01 -
Heat 2 tablespoons of vegetable oil in a skillet over medium heat. Sauté the finely diced onion until translucent, about 4 minutes. Add minced garlic cloves and continue cooking until fragrant, about 40 to 60 seconds. Remove from heat and allow to cool for 1 to 2 minutes.
02 -
In a large bowl, combine cooked onion and garlic, ground beef, panko breadcrumbs, egg, tomato sauce, yellow mustard, Worcestershire sauce, dried oregano, black pepper, and salt.

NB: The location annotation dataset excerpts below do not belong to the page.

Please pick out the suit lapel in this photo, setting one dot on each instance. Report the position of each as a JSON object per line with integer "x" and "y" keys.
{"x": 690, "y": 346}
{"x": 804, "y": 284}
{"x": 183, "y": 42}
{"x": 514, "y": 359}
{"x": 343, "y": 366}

Mix gently with hands until just combined to avoid toughness.
03 -
Shape the mixture into 4 to 5 oval-shaped steaks, ensuring uniform size for even cooking.
04 -
Heat remaining 2 tablespoons of vegetable oil in the skillet over medium heat. Brown the patties in batches for approximately 2 minutes total, turning once after 1 minute per side. Transfer browned patties to a plate; they will finish cooking later.
05 -
In the same skillet, heat 1 tablespoon vegetable oil over medium heat. Sauté sliced onion until browned, about 5 minutes. Add sliced mushrooms and cook until golden and tender.
06 -
Return the browned patties to the skillet with mushrooms and onions. Pour in low-sodium beef broth and season with onion powder, garlic powder, Worcestershire sauce, salt, and pepper. Bring to a boil, cover, and simmer for 15 minutes.
07 -
In a small bowl, combine cornstarch with water or beef stock to create a slurry. Gradually stir the slurry into the skillet, cooking for an additional 5 minutes until the gravy thickens slightly and the patties reach an internal temperature of 160°F (71°C).
08 -
Serve the smothered steaks hot, ideally accompanied by mashed potatoes for a classic presentation.